Opponents of physical punishment think that hitting children is unacceptable in today's democratic societies; and assert that it violates those human rights of children. The trend in the world is that more and more countries have passed bills to protect children from the practice of physical abuse as a disciplinary measure both at home and in school settings (Trocme, & Durrant, 2003).

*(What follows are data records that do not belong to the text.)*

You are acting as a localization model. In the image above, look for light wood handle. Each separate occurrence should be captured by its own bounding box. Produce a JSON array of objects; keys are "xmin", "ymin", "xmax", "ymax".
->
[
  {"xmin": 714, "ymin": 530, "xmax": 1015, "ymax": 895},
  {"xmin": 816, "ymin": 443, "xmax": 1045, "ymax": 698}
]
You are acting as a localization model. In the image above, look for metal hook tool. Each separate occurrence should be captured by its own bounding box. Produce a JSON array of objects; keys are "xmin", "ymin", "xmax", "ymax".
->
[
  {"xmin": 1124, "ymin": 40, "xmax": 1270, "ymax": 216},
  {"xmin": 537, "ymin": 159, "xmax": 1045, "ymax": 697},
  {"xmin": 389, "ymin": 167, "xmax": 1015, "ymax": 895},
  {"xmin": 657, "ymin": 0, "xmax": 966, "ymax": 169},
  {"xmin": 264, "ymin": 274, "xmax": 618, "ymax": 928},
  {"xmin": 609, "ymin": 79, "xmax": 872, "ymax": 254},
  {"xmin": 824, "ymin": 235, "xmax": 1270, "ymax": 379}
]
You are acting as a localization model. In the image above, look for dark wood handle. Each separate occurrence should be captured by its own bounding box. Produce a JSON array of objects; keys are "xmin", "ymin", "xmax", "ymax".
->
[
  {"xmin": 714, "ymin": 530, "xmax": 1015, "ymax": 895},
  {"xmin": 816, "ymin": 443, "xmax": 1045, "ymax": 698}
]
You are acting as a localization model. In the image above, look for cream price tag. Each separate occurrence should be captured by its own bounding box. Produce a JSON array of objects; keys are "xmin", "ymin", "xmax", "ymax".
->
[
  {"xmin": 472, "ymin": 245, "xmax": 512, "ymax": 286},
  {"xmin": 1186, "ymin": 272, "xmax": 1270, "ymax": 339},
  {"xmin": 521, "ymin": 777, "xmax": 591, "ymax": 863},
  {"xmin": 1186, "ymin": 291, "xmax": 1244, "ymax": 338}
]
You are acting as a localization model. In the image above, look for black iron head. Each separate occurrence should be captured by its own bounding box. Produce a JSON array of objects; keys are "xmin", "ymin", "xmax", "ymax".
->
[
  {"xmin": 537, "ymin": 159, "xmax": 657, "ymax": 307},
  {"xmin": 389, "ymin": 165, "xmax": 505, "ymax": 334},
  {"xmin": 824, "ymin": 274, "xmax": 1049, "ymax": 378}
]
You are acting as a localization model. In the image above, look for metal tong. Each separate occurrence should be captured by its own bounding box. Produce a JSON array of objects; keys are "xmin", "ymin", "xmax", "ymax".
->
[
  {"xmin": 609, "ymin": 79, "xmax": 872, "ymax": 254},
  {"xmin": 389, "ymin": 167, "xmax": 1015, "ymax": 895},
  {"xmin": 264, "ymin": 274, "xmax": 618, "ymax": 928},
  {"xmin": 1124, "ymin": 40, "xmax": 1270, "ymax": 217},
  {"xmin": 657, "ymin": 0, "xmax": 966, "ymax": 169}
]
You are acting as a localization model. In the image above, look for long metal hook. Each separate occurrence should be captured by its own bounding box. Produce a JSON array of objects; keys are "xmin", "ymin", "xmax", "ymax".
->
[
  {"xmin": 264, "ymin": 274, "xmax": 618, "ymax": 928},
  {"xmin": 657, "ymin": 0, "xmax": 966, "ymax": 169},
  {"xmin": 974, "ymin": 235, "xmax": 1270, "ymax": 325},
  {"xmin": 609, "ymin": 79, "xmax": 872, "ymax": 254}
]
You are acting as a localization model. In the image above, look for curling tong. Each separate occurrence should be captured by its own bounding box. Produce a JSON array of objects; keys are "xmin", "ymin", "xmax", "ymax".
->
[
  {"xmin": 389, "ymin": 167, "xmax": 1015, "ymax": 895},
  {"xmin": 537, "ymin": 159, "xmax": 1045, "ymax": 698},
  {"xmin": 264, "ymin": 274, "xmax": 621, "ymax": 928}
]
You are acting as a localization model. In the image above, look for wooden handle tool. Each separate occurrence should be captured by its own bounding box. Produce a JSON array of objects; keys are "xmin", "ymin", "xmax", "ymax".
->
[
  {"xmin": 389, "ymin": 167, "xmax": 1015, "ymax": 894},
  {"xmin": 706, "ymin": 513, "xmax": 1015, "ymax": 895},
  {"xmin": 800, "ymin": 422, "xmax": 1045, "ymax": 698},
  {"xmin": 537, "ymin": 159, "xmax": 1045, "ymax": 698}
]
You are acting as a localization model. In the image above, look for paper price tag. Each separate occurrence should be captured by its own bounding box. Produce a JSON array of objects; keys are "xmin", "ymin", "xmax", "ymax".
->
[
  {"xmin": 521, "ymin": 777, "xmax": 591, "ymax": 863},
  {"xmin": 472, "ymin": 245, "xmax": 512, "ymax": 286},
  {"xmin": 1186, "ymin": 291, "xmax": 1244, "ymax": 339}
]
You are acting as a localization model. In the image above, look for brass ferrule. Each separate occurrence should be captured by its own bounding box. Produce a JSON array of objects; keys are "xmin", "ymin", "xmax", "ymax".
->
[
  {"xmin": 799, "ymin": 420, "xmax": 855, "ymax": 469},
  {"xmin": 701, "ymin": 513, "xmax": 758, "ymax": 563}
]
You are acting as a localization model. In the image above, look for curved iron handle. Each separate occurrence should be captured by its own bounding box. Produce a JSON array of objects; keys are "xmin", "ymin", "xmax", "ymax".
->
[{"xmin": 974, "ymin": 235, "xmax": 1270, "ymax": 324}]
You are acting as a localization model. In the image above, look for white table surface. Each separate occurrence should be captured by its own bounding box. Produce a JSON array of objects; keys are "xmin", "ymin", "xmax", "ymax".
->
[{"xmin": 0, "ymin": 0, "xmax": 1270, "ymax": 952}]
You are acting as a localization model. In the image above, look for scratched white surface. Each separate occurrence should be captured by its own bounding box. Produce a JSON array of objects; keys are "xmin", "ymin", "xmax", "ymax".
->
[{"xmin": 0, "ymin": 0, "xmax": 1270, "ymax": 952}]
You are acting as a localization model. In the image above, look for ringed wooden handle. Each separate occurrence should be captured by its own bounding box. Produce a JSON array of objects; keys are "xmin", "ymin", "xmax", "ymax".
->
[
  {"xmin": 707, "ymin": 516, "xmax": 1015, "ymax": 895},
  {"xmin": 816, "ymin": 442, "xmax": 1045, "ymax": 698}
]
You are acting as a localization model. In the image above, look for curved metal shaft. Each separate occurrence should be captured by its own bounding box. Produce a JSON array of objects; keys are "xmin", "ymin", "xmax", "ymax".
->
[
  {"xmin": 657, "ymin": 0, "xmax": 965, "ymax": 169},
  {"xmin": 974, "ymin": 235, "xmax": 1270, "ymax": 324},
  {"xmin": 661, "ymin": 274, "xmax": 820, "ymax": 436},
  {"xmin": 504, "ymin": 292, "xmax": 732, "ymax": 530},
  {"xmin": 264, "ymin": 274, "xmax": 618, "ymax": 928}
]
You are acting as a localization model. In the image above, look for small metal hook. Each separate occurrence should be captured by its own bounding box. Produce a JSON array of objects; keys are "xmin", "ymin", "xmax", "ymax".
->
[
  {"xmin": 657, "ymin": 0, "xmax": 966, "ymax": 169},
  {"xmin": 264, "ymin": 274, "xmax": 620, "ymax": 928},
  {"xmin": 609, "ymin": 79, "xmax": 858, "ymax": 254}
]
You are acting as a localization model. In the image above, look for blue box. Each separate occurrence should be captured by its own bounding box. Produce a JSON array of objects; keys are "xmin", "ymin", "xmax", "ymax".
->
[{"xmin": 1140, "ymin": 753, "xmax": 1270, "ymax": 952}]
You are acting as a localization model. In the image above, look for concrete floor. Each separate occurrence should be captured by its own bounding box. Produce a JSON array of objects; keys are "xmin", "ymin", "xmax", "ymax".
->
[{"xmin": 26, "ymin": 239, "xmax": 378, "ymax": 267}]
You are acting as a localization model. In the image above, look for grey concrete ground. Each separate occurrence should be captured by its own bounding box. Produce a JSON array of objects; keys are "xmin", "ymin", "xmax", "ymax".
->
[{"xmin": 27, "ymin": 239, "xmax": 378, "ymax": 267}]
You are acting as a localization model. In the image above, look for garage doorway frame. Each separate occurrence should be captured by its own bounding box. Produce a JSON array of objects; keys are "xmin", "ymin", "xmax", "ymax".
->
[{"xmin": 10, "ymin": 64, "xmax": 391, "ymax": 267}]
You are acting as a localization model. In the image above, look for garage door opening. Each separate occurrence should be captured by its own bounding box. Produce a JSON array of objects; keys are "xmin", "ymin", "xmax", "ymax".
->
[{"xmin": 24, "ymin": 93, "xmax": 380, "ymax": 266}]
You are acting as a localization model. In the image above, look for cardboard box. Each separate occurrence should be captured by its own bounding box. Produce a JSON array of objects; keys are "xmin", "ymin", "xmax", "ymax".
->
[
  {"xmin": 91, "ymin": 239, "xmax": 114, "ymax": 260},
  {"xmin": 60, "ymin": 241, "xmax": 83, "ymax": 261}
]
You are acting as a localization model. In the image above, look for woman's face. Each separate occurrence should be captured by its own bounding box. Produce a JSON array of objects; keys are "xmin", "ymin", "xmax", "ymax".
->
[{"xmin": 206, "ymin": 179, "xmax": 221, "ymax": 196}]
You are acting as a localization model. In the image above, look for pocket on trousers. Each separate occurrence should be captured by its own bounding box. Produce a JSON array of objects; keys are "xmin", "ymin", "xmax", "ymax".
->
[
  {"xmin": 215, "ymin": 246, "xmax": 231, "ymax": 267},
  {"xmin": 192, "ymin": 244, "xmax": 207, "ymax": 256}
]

In conclusion, physical punishment is a controversial topic. It is hard to answer whether parents should use physical punishment of their children or not when disciplining them. In fact, a large number of parents still use some form of punishment that involves inflicting physical pain when disciplining their children. They think that disciplining children is their rights and responsibility. Some parents' success today results from their parents' physical punishment disciplines. Also, those parents think that parents think that physical punishment is a highly efficient and immediately effective disciplinary option for correcting misbehaviour. Not only does one child behave properly, but all other children in a family follow as well. On the contrary, the supporters of physical punishment ban advocate that physical punishment is a kind of physical abuse and violate the human rights children. In addition, research studies discussed above, demonstrate that physical punishment can lead to emotional and behavioural problems, such as depression, antisocial behaviours, family violence, and other criminal activities. If children are physically punished by their parents, they learn that when they are angry and upset in the future, hitting is appropriate behaviour for relief. Therefore, physical punishment opponents think that disciplining children by means of hitting them is not harmonious with today's modern societies. Research and expert opinion strongly suggests that due to the negative outcomes associated with regular physical punishment, it is recommended that parents primarily use non-physical methods of discipline such as reasoning and time outs with the cautious use non-abusive physical punishment such as spanking.